In which Drake channels his orange and comes on all R&B crooner with surprisingly effective results. Drake’s previous singing efforts have often needed to be saved by his superior rapping skills however, on ‘Hold On, We’re Going Home’, Drake plays it straight and details the moment he’s with a girl and the flashing lights in the club become the dimmed ones in his bedroom. It’s cheesy as hell and also sounds like it could have been produced by Dev Hynes (it wasn’t) but it’s also super addictive and suggests that new album ‘Nothing Was The Same’ might be even manage to be as memorable as its preposterous artwork.
King Krule’s haunting debut record ‘6 Feet Beneath The Moon’ stood out this month, particularly the moment, on ‘A Lizard State’ where be shakes himself out of his maudlin fug, adopts a Rat Pack swagger and starts making demands. An unmistakable new voice and a fitting soundtrack for the times.
Kevin EG Perry
I really rate this guy – I don’t know a huge deal about him apart from the fact he’s holed up on the couch of Chet ‘JR’ White (formerly of Girls) working on new tunes at the moment, and a whole bunch of the right people in the industry are going crazy about him. I wrote in Radar that this song reminds me of one of those lost John Lennon Dakota demos from the late 70s – stuff like ‘Real Love’, I guess. Maybe I rate it because of the beautiful piano line, maybe it’s the vocals, maybe it’s the fact it sounds like it’s recorded on a dictaphone, or maybe it’s simply because it showcases some seriously, seriously great songwriting?
“I sleep in late/Another day/Oh what a wonder/Oh what a waste,” sings Courtney Barnett, with the resignation of someone no longer surprised to watch every day slip into oblivion. But while the sentiment and the kind of smeary, insistently rhythmic guitar you’d usually associate with Kurt Vile may signal slackerdom, ‘Avant Gardener’ shows off a mind that’s racing at a hundred miles an hour – though her body’s having trouble keeping up. The young Australian sings of peeling herself out of bed on a sweaty 40 degree day to go and do some gardening, only for pulling up weeds to trigger an anaphylactic shock – “I’m breathin’ but I’m wheezin’/I think I’m emphysemin’/My throat feels like a funnel filled with Wheat Bix and kerosene” – that results in a hasty trip to hospital. She’s got a similarly brilliant knack for revealing wry details in seemingly shrugged-off, stream-of-consciousness lyrics as Eleanor Friedberger – or peeling back a few generations of references, Dylan. “The paramedic thinks I’m clever ‘cos I play guitar,” she sings, deadpan. “I think she’s clever ‘cos she stops people dyin’.”

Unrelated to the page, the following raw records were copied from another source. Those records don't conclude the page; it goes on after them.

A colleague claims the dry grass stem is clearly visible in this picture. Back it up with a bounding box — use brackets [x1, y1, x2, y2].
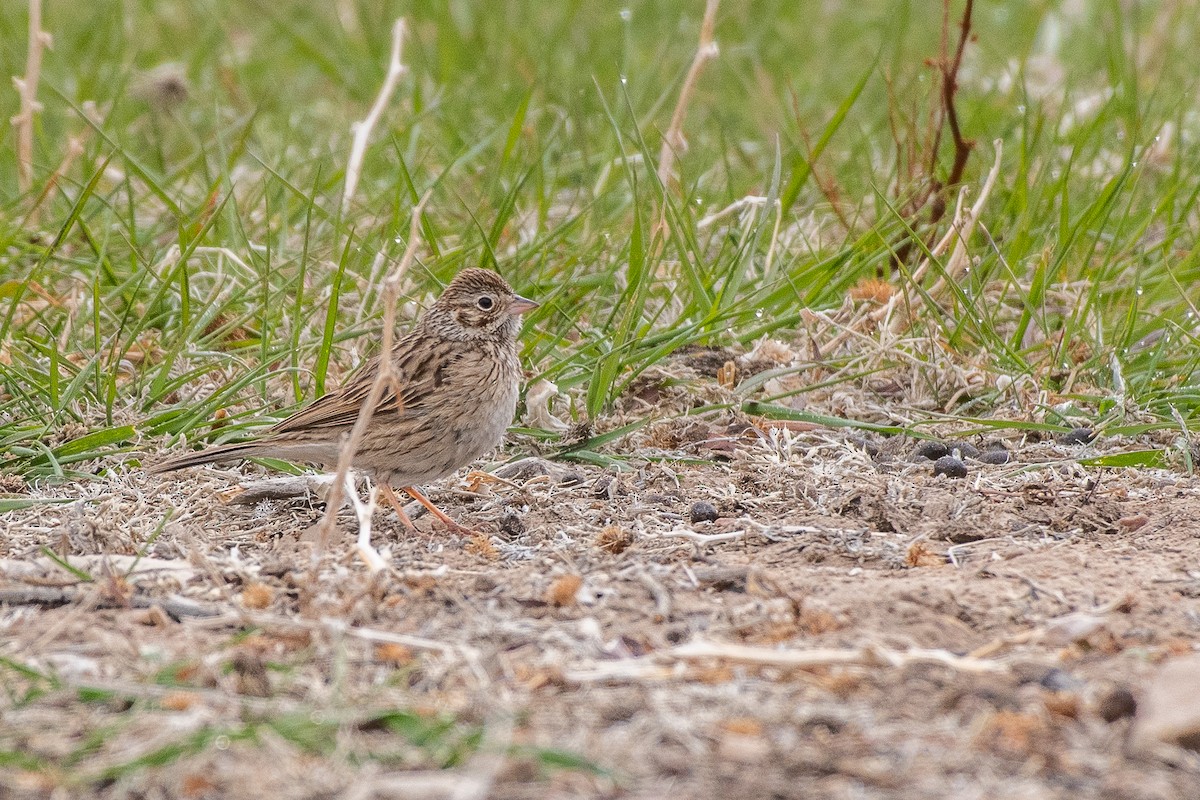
[655, 0, 720, 190]
[670, 640, 1009, 673]
[829, 137, 1001, 343]
[660, 528, 747, 546]
[312, 192, 430, 569]
[341, 17, 408, 215]
[11, 0, 48, 193]
[567, 640, 1009, 684]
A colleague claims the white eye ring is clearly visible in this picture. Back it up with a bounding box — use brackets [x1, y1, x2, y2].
[477, 296, 494, 310]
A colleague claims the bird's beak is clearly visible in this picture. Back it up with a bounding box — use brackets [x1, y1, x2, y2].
[510, 295, 539, 315]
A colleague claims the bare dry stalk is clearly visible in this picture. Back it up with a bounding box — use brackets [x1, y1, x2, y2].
[312, 192, 429, 567]
[341, 17, 408, 216]
[565, 639, 1009, 684]
[670, 640, 1009, 673]
[825, 139, 1001, 354]
[656, 0, 720, 190]
[12, 0, 49, 193]
[887, 138, 1003, 334]
[661, 528, 747, 546]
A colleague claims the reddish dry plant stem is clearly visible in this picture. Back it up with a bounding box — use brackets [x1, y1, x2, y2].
[926, 0, 976, 225]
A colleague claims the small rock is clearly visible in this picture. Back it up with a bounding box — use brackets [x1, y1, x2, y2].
[644, 493, 680, 508]
[913, 440, 949, 461]
[1059, 427, 1096, 445]
[497, 512, 524, 541]
[689, 501, 720, 524]
[932, 455, 968, 479]
[978, 449, 1012, 465]
[951, 442, 980, 459]
[848, 436, 880, 457]
[592, 476, 617, 499]
[1096, 685, 1137, 723]
[1039, 668, 1085, 693]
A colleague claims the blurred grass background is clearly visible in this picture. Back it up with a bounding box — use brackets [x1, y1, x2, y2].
[3, 0, 1200, 480]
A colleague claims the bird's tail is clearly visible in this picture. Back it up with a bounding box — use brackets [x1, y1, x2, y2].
[147, 441, 268, 474]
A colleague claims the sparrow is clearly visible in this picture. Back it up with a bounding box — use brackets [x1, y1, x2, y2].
[151, 268, 538, 533]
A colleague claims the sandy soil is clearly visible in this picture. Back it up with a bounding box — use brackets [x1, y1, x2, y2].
[4, 396, 1200, 798]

Like his football-playing namesake Giggs has had more than a few chances. But you get the sense it’s really make or break time for the Peckham rapper. His second album ‘Let Em Ave It’, released on XL, never truly caught fire. Here his mellow drawl creeps across a rooftop of soulful horns and Hammond organ served up by Mark Ronson. It’s accompanied by a ‘Lockstock…’ looking video made by Amy Winehouse’s ex Reg Traviss. Is it Giggs’ time to burn through? Yes, yes, yes.
The sound of North London’s Wolf Alice baring their teeth and showing what they’re really made of, the first track from their forthcoming ‘Blush’ EP is a searing riot of snarling riffs and Ellie Rowsell sneering lines about a girl who’s “so so quiet, so so pretty/from the country, loves the city”. Heavier, darker and far more potent than anything else they’ve done so far, it’s a biting reminder that this is a band to ignore at your peril.